Qualitative market research

The external, independent findings of this research show that XF-73 Nasal gel is seen as a very promising alternative to the current standard of treatment, mupirocin, by both clinicians and payers. By addressing the unmet needs associated with mupirocin’s continued use, the study suggests XF-73 has the potential to replace the current standard of treatment as the preferred pre-surgical nasal decolonisation agent. Key to this is its one-day dosing which would improve patient compliance, enable use in emergency surgery and reduce pre-surgical preparation time for elective surgeries. XF-73 also has activity against a wider spectrum of Staphylococcal strains including MRSA strains while mupirocin resistance is increasing.

Neil Clark, Chief Executive Officer of Destiny Pharma, said: “We are very pleased with the detailed feedback received from EMA on the Phase 3 clinical trial plans for our XF-73 Nasal gel product. These studies will be the final step before registration in Europe. We are also continuing our discussions with the FDA to discuss our proposal for Phase 3 designs in US. This is a very exciting time for the XF-73 Nasal gel product since finalising these study designs will provide clarity on the clinical trial size and costs, which are key to securing partners for the programme. The Company remains very confident in the significant value of the XF-73 Nasal gel programme based on the excellent clinical data produced to date and the clear clinical need and significant market opportunity indicated by external, independent market experts. The Company estimates that peak sales could exceed US$ 1 billion in the US alone.”
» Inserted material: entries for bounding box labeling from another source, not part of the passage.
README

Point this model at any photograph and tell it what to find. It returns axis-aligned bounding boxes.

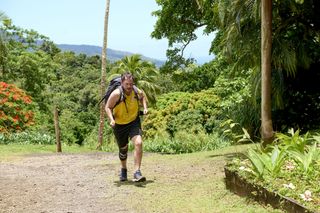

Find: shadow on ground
[114,180,154,188]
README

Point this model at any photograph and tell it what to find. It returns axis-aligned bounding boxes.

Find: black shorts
[113,117,142,148]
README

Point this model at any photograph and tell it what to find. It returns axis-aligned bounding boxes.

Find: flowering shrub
[0,82,34,132]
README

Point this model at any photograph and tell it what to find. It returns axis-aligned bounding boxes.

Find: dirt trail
[0,148,278,213]
[0,153,136,213]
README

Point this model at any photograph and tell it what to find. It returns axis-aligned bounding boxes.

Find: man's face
[121,78,133,95]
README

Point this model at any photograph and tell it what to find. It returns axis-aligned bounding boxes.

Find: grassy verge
[108,146,282,213]
[0,145,282,213]
[0,144,96,161]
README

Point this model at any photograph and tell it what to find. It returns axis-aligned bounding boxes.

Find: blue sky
[0,0,213,62]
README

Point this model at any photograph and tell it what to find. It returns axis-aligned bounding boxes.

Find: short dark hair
[121,72,134,81]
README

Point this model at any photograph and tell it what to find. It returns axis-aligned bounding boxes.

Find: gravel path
[0,153,140,213]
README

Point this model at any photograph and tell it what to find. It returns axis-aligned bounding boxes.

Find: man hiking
[105,72,148,182]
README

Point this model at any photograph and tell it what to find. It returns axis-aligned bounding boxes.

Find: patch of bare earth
[0,153,140,213]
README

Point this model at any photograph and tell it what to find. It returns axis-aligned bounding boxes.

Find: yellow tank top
[113,91,139,124]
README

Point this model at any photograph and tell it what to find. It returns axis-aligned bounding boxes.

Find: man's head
[121,72,134,95]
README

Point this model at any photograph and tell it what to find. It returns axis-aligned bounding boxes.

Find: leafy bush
[143,89,220,138]
[0,82,34,132]
[0,131,55,144]
[227,130,320,212]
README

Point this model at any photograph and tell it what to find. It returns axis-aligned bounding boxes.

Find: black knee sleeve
[119,145,128,161]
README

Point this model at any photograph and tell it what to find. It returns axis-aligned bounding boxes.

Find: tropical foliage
[0,82,34,133]
[227,129,320,212]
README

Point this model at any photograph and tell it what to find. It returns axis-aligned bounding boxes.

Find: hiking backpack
[98,76,139,106]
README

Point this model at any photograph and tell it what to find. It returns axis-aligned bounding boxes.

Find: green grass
[0,144,282,213]
[0,144,96,161]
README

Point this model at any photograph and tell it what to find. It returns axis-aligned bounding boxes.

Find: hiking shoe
[120,168,128,181]
[133,170,146,182]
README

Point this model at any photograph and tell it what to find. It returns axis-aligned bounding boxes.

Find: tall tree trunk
[261,0,274,146]
[97,0,110,149]
[53,106,62,152]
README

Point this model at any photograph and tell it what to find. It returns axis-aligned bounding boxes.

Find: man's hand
[143,108,148,115]
[110,120,116,128]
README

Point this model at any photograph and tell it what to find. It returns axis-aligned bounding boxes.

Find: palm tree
[97,0,110,149]
[261,0,273,145]
[110,54,160,103]
[0,11,8,79]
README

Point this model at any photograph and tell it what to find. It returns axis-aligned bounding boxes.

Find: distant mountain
[56,44,165,67]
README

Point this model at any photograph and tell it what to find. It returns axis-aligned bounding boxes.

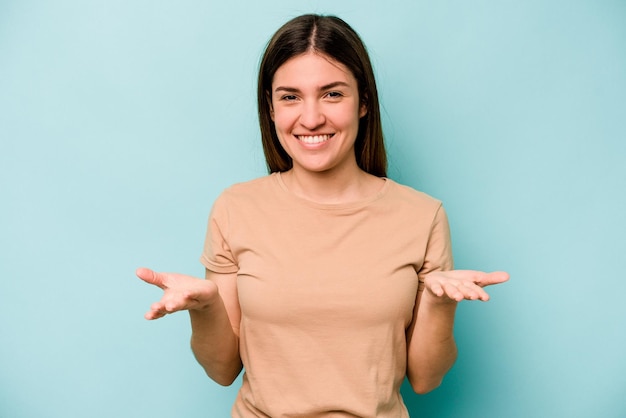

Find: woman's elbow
[409,379,443,395]
[204,366,242,386]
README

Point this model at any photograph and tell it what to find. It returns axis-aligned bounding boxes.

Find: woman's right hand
[135,268,219,319]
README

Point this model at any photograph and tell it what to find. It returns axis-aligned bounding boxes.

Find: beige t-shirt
[201,173,452,418]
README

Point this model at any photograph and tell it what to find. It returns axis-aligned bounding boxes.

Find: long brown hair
[257,14,387,177]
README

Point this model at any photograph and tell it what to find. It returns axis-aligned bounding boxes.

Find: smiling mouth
[296,134,334,144]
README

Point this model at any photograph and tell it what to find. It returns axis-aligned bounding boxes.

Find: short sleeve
[200,194,239,273]
[417,205,454,287]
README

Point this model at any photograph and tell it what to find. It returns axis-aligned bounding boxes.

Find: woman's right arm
[137,268,242,386]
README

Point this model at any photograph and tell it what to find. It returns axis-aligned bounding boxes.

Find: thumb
[135,267,165,289]
[478,271,509,286]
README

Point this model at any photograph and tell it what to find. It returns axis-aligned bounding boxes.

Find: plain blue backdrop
[0,0,626,418]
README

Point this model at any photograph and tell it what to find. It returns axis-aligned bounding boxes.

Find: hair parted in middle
[257,14,387,177]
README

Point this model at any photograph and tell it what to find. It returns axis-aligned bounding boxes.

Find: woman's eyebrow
[274,81,350,93]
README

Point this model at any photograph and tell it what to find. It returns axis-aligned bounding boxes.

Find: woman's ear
[265,91,274,122]
[359,94,367,119]
[359,103,367,119]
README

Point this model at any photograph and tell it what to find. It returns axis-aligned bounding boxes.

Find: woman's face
[270,52,367,176]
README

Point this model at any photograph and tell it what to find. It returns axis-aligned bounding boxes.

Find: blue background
[0,0,626,418]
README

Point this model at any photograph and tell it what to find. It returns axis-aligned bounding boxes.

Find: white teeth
[298,135,331,144]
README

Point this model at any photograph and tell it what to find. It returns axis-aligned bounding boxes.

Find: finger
[430,283,445,297]
[442,283,465,302]
[144,311,167,320]
[135,267,165,289]
[475,271,510,287]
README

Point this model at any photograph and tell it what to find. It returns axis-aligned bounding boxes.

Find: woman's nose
[300,102,326,130]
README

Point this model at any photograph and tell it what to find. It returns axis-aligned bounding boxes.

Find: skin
[136,52,509,393]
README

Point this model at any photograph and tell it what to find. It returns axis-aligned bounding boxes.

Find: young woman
[137,15,508,418]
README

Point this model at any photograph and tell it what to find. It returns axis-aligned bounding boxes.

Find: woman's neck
[281,167,384,204]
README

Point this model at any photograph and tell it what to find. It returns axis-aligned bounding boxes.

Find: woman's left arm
[407,208,509,393]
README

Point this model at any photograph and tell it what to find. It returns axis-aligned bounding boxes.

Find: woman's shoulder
[387,179,442,208]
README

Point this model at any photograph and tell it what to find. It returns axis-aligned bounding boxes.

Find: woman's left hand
[424,270,509,302]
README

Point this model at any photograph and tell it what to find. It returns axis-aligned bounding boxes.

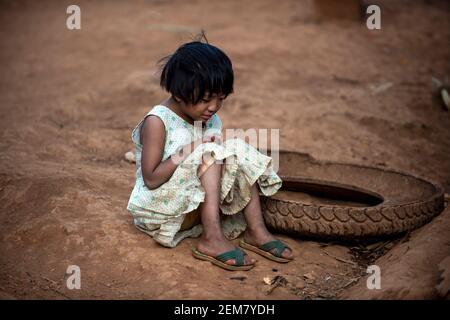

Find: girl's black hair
[160,38,234,104]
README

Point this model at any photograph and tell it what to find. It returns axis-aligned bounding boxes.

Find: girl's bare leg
[244,183,292,259]
[197,163,255,265]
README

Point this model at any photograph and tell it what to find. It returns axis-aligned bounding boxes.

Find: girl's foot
[244,227,293,259]
[197,237,256,266]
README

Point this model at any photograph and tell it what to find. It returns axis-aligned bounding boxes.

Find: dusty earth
[0,0,450,299]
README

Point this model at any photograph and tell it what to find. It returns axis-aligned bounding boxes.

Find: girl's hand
[202,134,223,145]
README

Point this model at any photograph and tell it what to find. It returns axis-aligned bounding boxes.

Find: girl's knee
[197,152,222,177]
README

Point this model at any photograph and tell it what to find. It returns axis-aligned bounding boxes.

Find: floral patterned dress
[127,105,282,247]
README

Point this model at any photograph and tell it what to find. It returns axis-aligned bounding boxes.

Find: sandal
[192,248,255,271]
[239,239,294,263]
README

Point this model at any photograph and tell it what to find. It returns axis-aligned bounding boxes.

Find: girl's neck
[161,97,205,127]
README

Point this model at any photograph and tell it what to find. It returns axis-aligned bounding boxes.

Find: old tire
[261,151,444,240]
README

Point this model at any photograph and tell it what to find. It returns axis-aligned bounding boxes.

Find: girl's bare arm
[141,116,214,190]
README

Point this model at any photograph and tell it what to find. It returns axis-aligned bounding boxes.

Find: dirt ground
[0,0,450,299]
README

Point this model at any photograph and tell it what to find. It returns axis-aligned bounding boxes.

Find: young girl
[127,41,292,270]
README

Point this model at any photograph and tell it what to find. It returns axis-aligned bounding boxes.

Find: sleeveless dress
[127,105,282,247]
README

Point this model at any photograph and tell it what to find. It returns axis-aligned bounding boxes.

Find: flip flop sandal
[239,239,294,263]
[192,248,255,271]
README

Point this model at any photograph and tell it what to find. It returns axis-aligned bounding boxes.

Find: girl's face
[180,95,225,122]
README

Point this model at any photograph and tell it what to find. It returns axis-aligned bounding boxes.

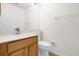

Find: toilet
[34,30,52,56]
[38,41,51,56]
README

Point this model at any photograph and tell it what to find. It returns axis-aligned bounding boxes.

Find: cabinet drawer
[26,37,38,45]
[8,40,26,53]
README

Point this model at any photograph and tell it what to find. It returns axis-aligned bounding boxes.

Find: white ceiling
[17,3,33,9]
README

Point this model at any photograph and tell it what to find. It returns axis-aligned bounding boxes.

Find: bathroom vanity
[0,33,38,56]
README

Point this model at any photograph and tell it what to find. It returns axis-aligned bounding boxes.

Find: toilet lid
[39,41,51,47]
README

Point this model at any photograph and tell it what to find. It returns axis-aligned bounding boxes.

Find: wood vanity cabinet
[0,36,38,56]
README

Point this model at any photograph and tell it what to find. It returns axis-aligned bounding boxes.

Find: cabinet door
[24,47,29,56]
[29,43,38,56]
[10,49,25,56]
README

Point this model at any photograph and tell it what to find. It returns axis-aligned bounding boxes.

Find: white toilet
[38,41,51,56]
[31,30,52,56]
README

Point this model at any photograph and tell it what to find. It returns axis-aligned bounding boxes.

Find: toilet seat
[38,41,51,47]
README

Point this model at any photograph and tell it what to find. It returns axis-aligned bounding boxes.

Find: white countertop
[0,33,37,43]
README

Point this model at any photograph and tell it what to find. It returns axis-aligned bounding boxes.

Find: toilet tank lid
[39,41,51,46]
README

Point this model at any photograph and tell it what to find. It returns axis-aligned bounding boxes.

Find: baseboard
[49,52,59,56]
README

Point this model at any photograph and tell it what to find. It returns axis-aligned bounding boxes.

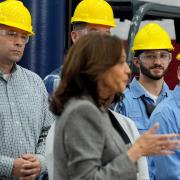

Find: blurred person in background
[150,62,180,180]
[0,0,53,180]
[50,33,180,180]
[44,0,115,95]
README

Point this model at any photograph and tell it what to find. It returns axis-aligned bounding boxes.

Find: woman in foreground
[50,33,180,180]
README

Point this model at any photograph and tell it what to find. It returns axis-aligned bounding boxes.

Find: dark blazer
[54,99,137,180]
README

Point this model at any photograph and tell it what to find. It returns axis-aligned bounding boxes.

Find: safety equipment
[0,0,34,36]
[71,0,115,27]
[132,23,174,51]
[176,53,180,61]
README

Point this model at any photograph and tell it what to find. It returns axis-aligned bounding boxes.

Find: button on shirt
[114,78,171,134]
[150,86,180,180]
[44,66,62,94]
[0,65,54,179]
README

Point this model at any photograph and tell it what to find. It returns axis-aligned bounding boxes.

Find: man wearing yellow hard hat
[115,23,174,179]
[150,61,180,180]
[0,0,53,179]
[44,0,115,94]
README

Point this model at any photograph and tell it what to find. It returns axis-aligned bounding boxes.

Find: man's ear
[71,31,79,43]
[132,57,139,68]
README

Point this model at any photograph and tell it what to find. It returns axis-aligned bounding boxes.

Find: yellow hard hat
[176,53,180,61]
[132,23,174,51]
[71,0,115,27]
[0,0,34,36]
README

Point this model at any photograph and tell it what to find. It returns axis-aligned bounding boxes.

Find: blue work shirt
[150,86,180,180]
[44,66,62,95]
[114,78,171,134]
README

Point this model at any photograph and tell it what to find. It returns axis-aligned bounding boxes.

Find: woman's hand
[127,123,180,162]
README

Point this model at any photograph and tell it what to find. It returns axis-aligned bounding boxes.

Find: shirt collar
[129,77,170,98]
[172,85,180,107]
[0,64,17,79]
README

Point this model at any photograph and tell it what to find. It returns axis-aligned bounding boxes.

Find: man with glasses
[0,0,53,180]
[150,65,180,180]
[44,0,115,94]
[114,23,173,179]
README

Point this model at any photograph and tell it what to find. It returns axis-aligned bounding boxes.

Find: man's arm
[36,83,55,172]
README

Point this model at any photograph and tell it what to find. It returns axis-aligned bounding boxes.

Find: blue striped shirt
[0,65,53,179]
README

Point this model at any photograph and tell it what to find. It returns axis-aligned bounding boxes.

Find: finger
[22,161,39,169]
[21,168,40,176]
[19,174,37,180]
[22,154,34,160]
[147,122,160,134]
[155,134,179,142]
[155,150,175,156]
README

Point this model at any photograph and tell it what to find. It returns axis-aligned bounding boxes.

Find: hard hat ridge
[71,0,115,27]
[132,23,174,51]
[0,0,34,36]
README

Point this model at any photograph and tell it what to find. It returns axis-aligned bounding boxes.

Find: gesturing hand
[128,124,180,161]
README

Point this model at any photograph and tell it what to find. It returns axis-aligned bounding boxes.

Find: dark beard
[140,63,167,80]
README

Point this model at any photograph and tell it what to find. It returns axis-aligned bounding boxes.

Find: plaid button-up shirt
[0,65,54,179]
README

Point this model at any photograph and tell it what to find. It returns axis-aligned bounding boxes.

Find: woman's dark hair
[50,33,124,115]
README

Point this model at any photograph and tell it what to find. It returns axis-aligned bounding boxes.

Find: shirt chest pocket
[129,111,150,131]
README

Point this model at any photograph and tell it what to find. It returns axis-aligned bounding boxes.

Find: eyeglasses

For further information, please contact:

Destiny Pharma plc
Neil Clark, CEO
Shaun Claydon, CFO
pressoffice@destinypharma.com
+44 (0)1273 704 440

Optimum Strategic Communications
Mary Clark, Manel Mateus, Vici Rabbetts
DestinyPharma@optimumcomms.com
+44 (0) 208 078 4357
www.optimumcomms.com

finnCap Ltd (Nominated Advisor Joint Broker)
Geoff Nash / Kate Bannatyne, Corporate Finance
Alice Lane, Corporate Broking
+44 (0) 207 220 0500

MC Services AG
Anne Hennecke / Andreas Burckhardt
+49-211-529252-0

About Destiny Pharma

Destiny Pharma is a clinical stage, innovative biotechnology company focused on the development of novel medicines that can prevent life-threatening infections. Its pipeline has novel microbiome-based biotherapeutics and XF drug clinical assets including NTCD-M3, a Phase 3 ready treatment for the prevention of C. difficile infection (CDI) recurrence which is the leading cause of hospital acquired infection in the US and XF-73 nasal gel, which has recently completed a positive Phase 2b clinical trial targeting the prevention of post-surgical staphylococcal hospital infections including MRSA. It is also co-developing SPOR-COV, a novel, biotherapeutic product for the prevention of COVID-19 and other viral respiratory infections and has earlier grant funded XF research projects.

For further information, please visit  www.destinypharma.com

About XF-73

XF-73 is the lead drug candidate from Destiny Pharma’s XF platform, initially being developed for the prevention of post-surgical staphylococcal infections, such as methicillin-resistant Staphylococcus aureus (MRSA), which cause significant complications and increased healthcare costs in the hospital setting. XF-73 has been awarded both Qualified Infectious Disease Product (QIDP) and Fast Track status by the US FDA.